Table 4.
100,000 simulations are ran to track frame-disrupting features in case of CDS region derived from PSMD4, CDS region derived from PIP5K1A and the complete CDS of PIPSL, respectively.
| Locus | Ancestor ReconstructionA | Na/Nsobs | PNaNsB | #Nonsenseobs | #indelsobs | PdisC |
| PSMD4 | PAML | 2.53 | 0.417 | 1 | 1 | 0.00071D |
| Dnapars | 0.402 | 0.00093 | ||||
| PIP5K1A | PAML | 1.50 | 0.00045 | 2 | 0 | <10-5 |
| Dnapars | 0.00044 | <10-5 | ||||
| Complete-Gene | PAML | 1.91 | 0.01016 | 3 | 1 | <10-5 |
| Dnapars | 0.00879 | <10-5 |
A. We used two distinct methods to reconstruct the ancestral sequence, PAML and Dnapars of Phylip package (Maximum-parsimony based inference). In all cases, there results are similar between each other.

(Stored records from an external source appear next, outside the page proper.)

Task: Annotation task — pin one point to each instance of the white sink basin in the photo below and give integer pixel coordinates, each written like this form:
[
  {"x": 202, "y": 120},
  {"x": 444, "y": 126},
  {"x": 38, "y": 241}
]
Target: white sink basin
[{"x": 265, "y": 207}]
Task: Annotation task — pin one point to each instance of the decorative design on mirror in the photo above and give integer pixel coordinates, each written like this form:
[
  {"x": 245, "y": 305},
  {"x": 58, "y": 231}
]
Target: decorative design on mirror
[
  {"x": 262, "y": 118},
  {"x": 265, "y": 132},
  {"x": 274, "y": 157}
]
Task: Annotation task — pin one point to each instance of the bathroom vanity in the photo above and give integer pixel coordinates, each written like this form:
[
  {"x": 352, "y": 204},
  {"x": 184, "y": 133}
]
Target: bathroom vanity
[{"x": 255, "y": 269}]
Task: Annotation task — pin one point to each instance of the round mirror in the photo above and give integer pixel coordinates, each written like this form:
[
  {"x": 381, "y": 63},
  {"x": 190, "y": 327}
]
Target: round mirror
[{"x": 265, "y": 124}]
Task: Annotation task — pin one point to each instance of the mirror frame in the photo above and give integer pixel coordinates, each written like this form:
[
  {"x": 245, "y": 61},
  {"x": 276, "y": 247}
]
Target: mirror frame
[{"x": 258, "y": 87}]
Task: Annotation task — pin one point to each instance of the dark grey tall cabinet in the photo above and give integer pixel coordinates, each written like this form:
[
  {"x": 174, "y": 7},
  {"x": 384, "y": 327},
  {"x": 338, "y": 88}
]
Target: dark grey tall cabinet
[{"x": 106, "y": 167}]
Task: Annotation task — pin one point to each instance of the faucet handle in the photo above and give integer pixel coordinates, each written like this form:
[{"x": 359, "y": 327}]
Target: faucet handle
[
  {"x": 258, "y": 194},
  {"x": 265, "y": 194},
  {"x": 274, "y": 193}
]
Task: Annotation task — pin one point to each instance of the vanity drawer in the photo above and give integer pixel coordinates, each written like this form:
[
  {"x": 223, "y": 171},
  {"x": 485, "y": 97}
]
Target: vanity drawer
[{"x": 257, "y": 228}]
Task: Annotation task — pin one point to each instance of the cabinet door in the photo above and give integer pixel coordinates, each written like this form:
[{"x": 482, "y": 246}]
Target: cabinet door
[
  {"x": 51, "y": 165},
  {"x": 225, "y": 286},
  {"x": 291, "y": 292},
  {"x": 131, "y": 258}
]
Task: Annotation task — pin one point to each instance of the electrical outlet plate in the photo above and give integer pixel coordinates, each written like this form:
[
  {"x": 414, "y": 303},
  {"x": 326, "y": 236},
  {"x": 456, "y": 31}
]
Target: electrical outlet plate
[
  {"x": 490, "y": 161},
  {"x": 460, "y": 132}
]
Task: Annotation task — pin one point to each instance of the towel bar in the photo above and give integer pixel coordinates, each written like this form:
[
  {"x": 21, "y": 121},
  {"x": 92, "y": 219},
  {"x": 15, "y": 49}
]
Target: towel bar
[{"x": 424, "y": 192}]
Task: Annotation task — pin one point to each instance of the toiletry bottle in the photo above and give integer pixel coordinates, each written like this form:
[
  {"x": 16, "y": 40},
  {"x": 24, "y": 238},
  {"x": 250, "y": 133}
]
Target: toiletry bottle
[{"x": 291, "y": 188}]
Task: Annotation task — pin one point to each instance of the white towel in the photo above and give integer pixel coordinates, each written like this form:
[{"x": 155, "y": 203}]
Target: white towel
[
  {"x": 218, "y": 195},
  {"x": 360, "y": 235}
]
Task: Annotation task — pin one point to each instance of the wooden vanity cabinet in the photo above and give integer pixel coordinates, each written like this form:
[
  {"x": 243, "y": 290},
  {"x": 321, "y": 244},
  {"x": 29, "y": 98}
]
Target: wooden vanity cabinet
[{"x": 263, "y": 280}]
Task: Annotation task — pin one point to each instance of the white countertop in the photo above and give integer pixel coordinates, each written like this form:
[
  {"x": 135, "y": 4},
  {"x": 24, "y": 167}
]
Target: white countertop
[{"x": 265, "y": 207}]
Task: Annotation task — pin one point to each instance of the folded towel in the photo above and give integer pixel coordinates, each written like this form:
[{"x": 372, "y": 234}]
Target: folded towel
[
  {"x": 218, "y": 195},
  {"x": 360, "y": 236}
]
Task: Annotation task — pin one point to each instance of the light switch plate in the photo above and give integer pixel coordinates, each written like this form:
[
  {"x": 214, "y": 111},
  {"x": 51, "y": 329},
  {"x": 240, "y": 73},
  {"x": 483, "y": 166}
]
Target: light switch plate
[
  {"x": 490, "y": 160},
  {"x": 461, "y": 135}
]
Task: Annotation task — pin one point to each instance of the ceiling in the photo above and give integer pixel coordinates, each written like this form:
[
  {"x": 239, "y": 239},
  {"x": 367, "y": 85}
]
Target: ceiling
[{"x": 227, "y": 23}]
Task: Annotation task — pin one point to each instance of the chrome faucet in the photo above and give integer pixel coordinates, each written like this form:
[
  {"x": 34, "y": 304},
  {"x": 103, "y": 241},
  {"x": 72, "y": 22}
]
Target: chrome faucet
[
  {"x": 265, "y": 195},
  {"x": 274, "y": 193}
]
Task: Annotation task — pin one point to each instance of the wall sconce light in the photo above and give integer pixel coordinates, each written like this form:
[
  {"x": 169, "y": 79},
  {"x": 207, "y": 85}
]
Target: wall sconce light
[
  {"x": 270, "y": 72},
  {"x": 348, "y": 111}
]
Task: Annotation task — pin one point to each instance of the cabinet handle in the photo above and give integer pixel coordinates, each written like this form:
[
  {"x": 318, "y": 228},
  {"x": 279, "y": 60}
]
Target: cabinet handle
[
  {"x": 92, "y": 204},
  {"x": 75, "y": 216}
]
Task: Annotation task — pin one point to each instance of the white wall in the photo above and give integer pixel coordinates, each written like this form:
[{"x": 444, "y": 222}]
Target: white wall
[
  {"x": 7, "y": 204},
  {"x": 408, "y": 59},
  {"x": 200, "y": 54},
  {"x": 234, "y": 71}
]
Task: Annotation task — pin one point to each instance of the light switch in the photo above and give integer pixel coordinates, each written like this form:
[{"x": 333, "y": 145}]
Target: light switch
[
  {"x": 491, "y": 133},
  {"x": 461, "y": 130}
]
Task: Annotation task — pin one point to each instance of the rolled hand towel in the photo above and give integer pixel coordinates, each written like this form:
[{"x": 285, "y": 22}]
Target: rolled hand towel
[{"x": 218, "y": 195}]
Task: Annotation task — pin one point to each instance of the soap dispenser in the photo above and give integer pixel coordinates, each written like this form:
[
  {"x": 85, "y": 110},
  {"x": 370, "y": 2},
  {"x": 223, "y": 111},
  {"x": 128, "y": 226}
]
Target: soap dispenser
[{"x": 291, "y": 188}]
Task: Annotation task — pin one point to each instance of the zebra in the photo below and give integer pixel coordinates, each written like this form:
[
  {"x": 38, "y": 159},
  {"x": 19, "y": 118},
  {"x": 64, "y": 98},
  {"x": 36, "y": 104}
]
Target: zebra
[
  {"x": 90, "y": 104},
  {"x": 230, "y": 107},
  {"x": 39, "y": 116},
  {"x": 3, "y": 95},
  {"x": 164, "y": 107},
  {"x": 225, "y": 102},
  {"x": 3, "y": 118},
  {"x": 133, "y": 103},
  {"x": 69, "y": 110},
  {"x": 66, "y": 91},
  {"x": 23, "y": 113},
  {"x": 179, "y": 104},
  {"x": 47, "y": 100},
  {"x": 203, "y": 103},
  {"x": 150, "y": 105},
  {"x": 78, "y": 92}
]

B. PNaNs is defined as the proportion of simulated datasets that show a Na/Ns ratio smaller or equal to the observation. Here, Na and Ns indicates the number of nonsynonymous mutations and that of synonymous mutations, respetively.

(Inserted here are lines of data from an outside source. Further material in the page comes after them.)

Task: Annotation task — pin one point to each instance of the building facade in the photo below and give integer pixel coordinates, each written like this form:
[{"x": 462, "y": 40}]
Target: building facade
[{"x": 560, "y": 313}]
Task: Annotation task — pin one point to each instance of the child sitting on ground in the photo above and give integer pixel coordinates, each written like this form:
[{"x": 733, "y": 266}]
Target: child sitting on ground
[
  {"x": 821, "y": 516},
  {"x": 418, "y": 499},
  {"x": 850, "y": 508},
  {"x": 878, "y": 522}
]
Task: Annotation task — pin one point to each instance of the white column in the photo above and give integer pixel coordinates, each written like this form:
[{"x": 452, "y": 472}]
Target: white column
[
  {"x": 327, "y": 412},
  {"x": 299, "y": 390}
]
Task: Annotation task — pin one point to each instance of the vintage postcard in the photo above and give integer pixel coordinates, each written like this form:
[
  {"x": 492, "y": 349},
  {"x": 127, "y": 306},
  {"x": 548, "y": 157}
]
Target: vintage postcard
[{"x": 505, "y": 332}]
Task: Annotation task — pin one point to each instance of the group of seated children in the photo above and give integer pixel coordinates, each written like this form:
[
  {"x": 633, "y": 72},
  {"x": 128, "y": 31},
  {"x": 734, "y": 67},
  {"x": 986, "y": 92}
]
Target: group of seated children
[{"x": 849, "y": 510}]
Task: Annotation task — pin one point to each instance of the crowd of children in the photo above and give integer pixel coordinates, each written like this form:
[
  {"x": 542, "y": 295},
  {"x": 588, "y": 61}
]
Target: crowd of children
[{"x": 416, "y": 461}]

C. Pdis corresponds to the percentage of simulated datasets that demonstrates a number of frame-disrupting mutations (stop codons and frameshifts) smaller or equal to the observed number. Out of all lineages of interest, human, chimp, orangutan and gibbon, only three stop codons and one indel are observed and those only in the gibbon genome. Specifically, two nonsense substitutions occur in the PIP5K1A-derived region, while the other one nonsense substitution and one indel situate in the PSMD4-derived region.